Create the virtual environment (or VE), setting a useful shell variable first. Here I've chosen to call the new new Python venv "myenv", obviously you can change this to another name if you like:

export PENV=/vol/bitbucket/${USER}/myenv
python3 -m virtualenv $PENV
ls -al $PENV

Step 3.
 

Activate your VE:
source $PENV/bin/activate
which pip
[should say: /vol/bitbucket/${USER}/myenv/bin/pip]
which python
[should say: /vol/bitbucket/${USER}/myenv/bin/python]
which python3
[should say: /vol/bitbucket/${USER}/myenv/bin/python3]

Step 4.


Having activated your VE, all Python packages that you install will be installed inside your VE. For example if you wanted to install Jupyter Lab:

pip install jupyterlab
which jupyterlab
[should say: /vol/bitbucket/${USER}/myenv/bin/jupyterlab]

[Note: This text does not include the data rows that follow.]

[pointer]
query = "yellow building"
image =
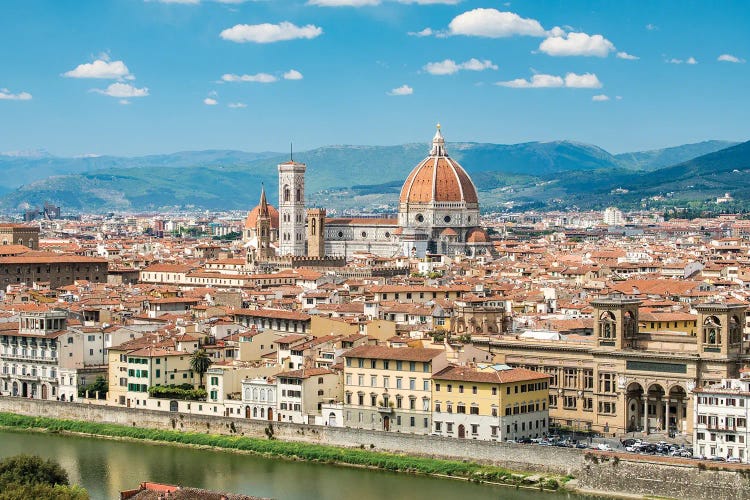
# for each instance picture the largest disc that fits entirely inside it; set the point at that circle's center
(389, 388)
(489, 402)
(622, 379)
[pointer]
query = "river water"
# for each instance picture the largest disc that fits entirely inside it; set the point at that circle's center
(106, 467)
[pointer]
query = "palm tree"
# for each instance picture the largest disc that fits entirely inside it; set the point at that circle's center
(199, 363)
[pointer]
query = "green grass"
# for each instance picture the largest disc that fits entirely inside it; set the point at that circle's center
(286, 449)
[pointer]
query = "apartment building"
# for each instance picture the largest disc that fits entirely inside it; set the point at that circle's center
(720, 420)
(389, 388)
(489, 402)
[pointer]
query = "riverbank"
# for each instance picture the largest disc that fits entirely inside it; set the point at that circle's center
(272, 447)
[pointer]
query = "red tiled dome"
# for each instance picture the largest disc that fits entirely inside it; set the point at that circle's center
(438, 178)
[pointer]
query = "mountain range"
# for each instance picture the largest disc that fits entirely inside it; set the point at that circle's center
(538, 174)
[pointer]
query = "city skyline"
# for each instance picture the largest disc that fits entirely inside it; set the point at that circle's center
(134, 77)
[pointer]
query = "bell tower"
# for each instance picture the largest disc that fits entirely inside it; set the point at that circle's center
(720, 329)
(316, 242)
(292, 208)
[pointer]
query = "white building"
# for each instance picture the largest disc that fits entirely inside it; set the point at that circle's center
(613, 216)
(720, 420)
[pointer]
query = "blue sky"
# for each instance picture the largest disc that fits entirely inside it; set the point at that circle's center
(131, 77)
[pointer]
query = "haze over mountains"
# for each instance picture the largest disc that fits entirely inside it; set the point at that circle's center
(545, 174)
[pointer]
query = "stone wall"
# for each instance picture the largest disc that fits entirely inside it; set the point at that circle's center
(643, 478)
(594, 471)
(519, 457)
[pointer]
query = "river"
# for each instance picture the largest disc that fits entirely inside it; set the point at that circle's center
(105, 467)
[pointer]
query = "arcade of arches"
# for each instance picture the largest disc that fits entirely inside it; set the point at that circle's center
(622, 380)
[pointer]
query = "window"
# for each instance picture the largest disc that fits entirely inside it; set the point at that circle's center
(607, 383)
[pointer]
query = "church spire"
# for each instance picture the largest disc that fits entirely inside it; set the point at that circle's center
(263, 203)
(438, 144)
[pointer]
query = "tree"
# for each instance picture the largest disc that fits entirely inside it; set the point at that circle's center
(31, 469)
(30, 476)
(199, 363)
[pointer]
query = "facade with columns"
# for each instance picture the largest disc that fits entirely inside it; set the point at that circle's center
(622, 380)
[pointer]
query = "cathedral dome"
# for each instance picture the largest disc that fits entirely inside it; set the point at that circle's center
(252, 217)
(438, 178)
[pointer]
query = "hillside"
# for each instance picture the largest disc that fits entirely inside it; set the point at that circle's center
(538, 174)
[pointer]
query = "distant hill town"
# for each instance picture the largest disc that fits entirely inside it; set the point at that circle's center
(549, 175)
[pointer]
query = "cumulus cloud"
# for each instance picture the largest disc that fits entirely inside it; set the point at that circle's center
(625, 55)
(269, 33)
(449, 66)
(6, 95)
(584, 81)
(424, 32)
(539, 81)
(257, 78)
(729, 58)
(402, 90)
(492, 23)
(293, 74)
(101, 68)
(122, 90)
(343, 3)
(689, 60)
(577, 44)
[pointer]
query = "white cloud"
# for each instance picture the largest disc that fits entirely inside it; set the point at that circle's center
(629, 57)
(730, 58)
(343, 3)
(5, 95)
(101, 68)
(122, 90)
(536, 82)
(293, 74)
(584, 81)
(269, 33)
(402, 90)
(577, 44)
(424, 32)
(257, 78)
(431, 2)
(492, 23)
(449, 66)
(571, 80)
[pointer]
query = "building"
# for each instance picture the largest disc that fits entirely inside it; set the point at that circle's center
(19, 234)
(621, 379)
(303, 392)
(489, 402)
(57, 270)
(438, 213)
(387, 388)
(720, 420)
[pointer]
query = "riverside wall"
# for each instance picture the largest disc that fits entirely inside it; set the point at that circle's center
(595, 472)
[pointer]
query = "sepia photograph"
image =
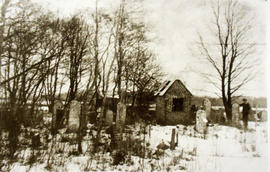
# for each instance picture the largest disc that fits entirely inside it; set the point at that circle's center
(134, 85)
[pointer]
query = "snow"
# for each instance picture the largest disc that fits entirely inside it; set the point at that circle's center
(222, 149)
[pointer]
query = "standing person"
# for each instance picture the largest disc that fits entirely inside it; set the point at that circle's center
(246, 108)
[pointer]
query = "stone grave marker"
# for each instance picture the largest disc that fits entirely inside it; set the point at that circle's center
(74, 116)
(264, 116)
(109, 117)
(235, 114)
(201, 121)
(207, 107)
(58, 106)
(172, 146)
(121, 114)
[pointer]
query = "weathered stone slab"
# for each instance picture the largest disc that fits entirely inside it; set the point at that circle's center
(121, 114)
(58, 106)
(74, 116)
(235, 114)
(109, 117)
(172, 145)
(264, 116)
(201, 121)
(207, 107)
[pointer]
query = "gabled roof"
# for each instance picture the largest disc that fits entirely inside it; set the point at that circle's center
(166, 85)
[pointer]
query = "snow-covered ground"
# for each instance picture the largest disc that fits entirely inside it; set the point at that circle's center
(222, 148)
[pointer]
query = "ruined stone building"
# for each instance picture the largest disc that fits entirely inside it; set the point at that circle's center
(173, 101)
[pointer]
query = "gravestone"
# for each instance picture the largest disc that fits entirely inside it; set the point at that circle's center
(58, 106)
(109, 117)
(74, 116)
(235, 114)
(121, 114)
(172, 146)
(207, 108)
(264, 116)
(201, 121)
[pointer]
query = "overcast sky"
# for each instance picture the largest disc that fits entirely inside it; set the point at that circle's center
(175, 25)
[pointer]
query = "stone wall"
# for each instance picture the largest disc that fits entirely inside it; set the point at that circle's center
(164, 105)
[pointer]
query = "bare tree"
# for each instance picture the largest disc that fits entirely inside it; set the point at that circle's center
(230, 49)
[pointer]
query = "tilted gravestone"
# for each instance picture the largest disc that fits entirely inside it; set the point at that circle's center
(207, 107)
(74, 116)
(121, 114)
(201, 121)
(235, 114)
(172, 145)
(58, 107)
(109, 117)
(264, 116)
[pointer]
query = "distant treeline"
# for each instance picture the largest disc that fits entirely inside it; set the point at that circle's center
(254, 101)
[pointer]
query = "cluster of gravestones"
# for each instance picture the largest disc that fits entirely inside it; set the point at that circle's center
(75, 113)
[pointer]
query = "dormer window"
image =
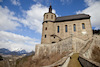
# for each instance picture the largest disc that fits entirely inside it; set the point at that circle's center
(83, 26)
(74, 26)
(58, 29)
(51, 16)
(45, 36)
(46, 28)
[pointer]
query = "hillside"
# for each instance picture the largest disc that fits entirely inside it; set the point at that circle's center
(34, 61)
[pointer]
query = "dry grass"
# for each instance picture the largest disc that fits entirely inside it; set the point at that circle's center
(39, 61)
(96, 54)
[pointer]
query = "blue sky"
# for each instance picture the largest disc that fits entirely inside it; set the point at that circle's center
(21, 20)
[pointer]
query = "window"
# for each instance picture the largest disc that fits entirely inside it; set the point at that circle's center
(47, 17)
(58, 29)
(45, 36)
(83, 26)
(74, 27)
(53, 42)
(66, 28)
(46, 28)
(51, 16)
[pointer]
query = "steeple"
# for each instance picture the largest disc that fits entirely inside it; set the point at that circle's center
(50, 9)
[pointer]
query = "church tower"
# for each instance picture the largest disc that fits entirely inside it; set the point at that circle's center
(48, 26)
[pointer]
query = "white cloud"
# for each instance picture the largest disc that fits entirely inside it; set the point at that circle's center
(1, 0)
(34, 17)
(7, 19)
(13, 41)
(15, 2)
(66, 1)
(93, 10)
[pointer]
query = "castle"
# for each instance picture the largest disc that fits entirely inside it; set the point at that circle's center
(56, 29)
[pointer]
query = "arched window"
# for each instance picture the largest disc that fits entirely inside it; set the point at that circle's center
(45, 36)
(74, 26)
(66, 28)
(58, 29)
(51, 16)
(46, 28)
(83, 26)
(47, 17)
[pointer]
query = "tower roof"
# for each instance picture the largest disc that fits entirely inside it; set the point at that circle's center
(72, 17)
(50, 9)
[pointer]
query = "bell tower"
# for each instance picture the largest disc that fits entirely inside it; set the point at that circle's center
(48, 26)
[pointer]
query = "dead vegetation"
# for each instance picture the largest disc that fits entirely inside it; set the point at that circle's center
(96, 54)
(39, 61)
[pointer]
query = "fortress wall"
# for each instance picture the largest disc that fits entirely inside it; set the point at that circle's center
(67, 45)
(95, 42)
(47, 49)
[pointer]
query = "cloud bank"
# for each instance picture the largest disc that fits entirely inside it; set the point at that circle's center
(93, 10)
(32, 19)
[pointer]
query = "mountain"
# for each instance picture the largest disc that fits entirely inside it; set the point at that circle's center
(8, 52)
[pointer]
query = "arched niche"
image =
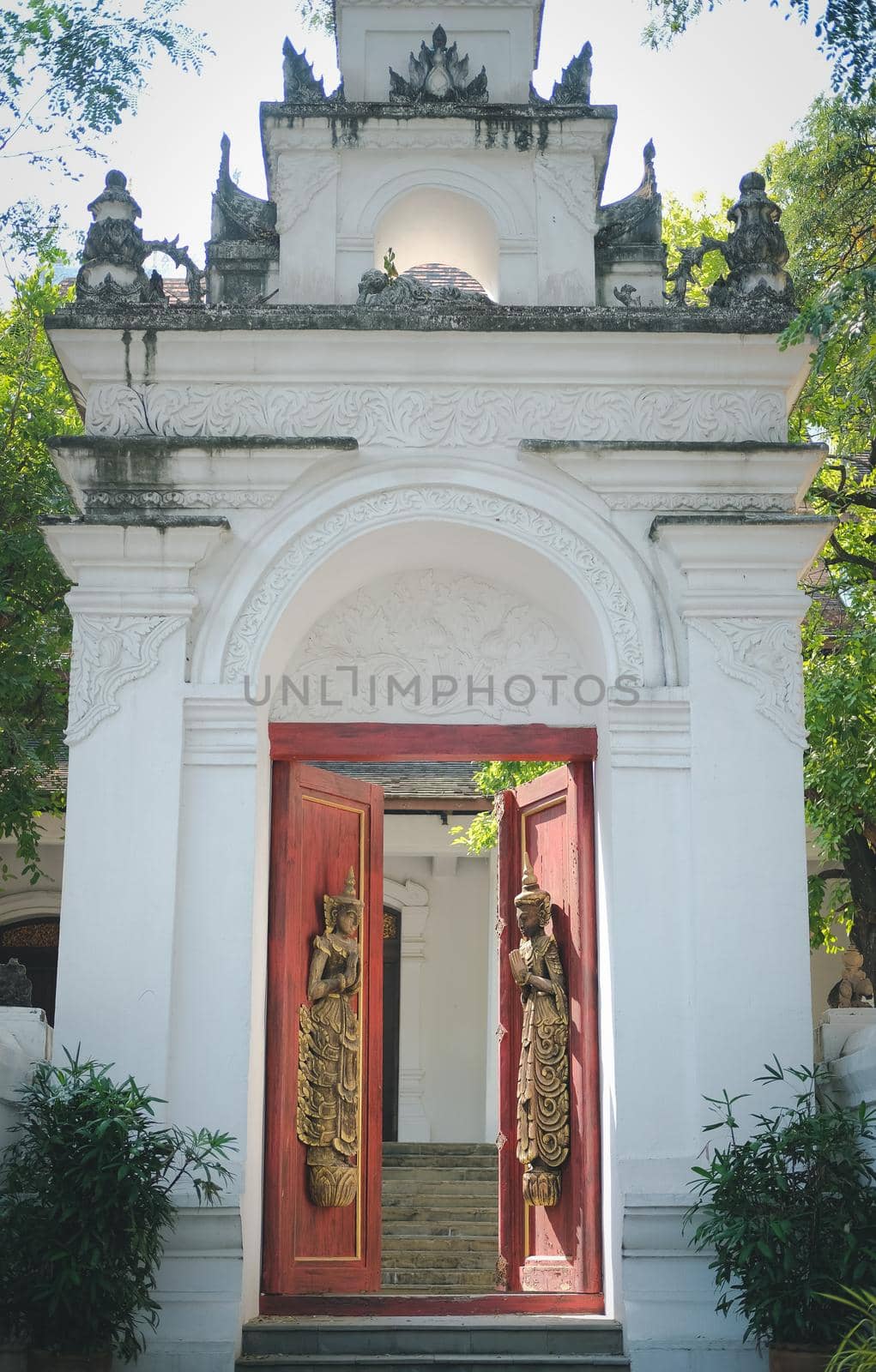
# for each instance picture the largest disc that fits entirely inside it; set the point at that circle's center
(432, 224)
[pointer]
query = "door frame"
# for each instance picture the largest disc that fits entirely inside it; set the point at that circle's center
(379, 743)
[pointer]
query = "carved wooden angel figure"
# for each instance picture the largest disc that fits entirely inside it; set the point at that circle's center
(329, 1051)
(542, 1080)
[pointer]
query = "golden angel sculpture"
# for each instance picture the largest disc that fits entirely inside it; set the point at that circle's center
(542, 1080)
(329, 1054)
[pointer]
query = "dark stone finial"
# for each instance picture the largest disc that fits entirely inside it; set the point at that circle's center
(755, 253)
(239, 217)
(15, 987)
(299, 82)
(574, 86)
(438, 75)
(379, 290)
(636, 220)
(112, 264)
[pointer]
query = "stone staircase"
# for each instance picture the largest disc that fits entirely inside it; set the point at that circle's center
(439, 1238)
(439, 1219)
(450, 1344)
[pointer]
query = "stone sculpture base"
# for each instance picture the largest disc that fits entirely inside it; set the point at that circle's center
(541, 1186)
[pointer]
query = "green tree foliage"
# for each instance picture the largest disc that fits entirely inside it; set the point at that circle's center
(788, 1212)
(827, 180)
(86, 1205)
(491, 779)
(69, 72)
(844, 32)
(319, 14)
(34, 626)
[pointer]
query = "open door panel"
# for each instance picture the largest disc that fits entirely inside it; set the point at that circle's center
(553, 1249)
(323, 827)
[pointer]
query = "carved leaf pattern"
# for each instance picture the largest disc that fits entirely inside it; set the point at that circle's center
(109, 652)
(764, 653)
(437, 416)
(533, 527)
(425, 624)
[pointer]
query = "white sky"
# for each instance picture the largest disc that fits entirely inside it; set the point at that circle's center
(731, 87)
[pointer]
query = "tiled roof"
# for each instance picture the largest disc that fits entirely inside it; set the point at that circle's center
(432, 274)
(176, 288)
(437, 276)
(415, 781)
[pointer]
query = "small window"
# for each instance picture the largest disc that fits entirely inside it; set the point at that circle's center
(34, 943)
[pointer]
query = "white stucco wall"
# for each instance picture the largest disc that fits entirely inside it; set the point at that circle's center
(537, 552)
(455, 974)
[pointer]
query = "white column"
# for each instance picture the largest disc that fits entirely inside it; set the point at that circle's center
(741, 604)
(130, 610)
(414, 1125)
(209, 1279)
(491, 1111)
(647, 858)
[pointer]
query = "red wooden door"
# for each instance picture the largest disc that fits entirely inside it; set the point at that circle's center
(558, 1249)
(322, 825)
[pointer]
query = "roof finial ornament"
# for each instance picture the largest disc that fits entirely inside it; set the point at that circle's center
(112, 264)
(755, 254)
(438, 75)
(299, 82)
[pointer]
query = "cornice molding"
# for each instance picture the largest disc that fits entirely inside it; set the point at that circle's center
(437, 416)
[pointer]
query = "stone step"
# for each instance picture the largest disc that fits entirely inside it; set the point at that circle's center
(448, 1363)
(457, 1335)
(463, 1228)
(436, 1279)
(412, 1216)
(438, 1243)
(411, 1184)
(441, 1176)
(426, 1260)
(438, 1150)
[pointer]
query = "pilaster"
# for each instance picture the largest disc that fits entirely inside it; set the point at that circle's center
(130, 603)
(739, 596)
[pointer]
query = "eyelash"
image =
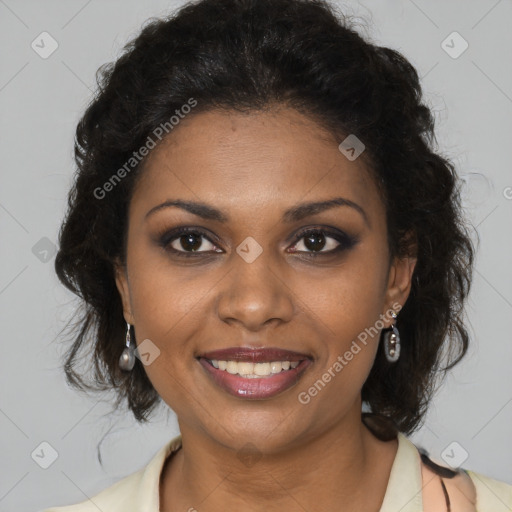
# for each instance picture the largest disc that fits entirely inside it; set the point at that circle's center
(345, 241)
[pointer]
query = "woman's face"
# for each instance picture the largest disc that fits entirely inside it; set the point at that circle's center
(248, 277)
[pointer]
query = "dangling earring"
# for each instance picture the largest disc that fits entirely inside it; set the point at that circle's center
(392, 342)
(127, 359)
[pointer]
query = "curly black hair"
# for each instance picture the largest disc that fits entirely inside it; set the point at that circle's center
(245, 56)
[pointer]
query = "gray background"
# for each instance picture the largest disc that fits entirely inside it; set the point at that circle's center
(41, 101)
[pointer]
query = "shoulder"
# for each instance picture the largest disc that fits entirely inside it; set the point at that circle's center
(492, 495)
(462, 490)
(119, 496)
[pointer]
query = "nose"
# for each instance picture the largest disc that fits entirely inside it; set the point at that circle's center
(253, 294)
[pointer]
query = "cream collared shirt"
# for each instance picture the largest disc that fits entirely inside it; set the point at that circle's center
(411, 488)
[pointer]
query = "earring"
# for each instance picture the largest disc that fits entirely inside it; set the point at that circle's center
(127, 359)
(392, 342)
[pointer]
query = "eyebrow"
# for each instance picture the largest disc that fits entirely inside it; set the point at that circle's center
(293, 214)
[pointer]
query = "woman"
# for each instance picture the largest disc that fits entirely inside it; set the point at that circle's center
(264, 239)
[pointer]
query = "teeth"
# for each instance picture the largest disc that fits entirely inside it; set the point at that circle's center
(254, 370)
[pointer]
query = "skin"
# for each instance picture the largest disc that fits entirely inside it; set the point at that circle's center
(313, 456)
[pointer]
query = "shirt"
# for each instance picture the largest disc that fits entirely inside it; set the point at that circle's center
(411, 484)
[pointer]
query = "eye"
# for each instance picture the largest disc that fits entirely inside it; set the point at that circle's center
(187, 241)
(315, 241)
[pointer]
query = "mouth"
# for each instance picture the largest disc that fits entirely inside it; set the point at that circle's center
(254, 373)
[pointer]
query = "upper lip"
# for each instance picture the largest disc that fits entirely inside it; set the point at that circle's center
(254, 355)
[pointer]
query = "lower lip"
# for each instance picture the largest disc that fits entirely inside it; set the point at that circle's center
(255, 389)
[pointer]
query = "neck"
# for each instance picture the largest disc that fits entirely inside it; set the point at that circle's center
(335, 469)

Alternatively, you can prepare a package requirements file, traditionally called requirements.txt, which specifies a list of packages (optionally with specific version constraints). Having prepared that file, you can install all those required packages inside your VE via:

pip install -r requirements.txt


Step 5.


Note that each time you login to a specific lab machine (either locally onsite or remotely via 2-hop ssh (first to a shell server and then to that lab machine), you'll need to redo the activate stage:

source /vol/bitbucket/${USER}/myenv/bin/activate


If activating it each time is a pain, you can automate this by adding that command to the end of your ~/.bash_profile in your DoC home dir, so that it's automatically activated whenever you login/ssh in)

If you ever want to deactivate the environment for the current session, just type 'deactivate'. If you later decide that automatically activating the environment was a bad idea, edit your ~/.bashrc and comment out the above two lines, then logout and login again.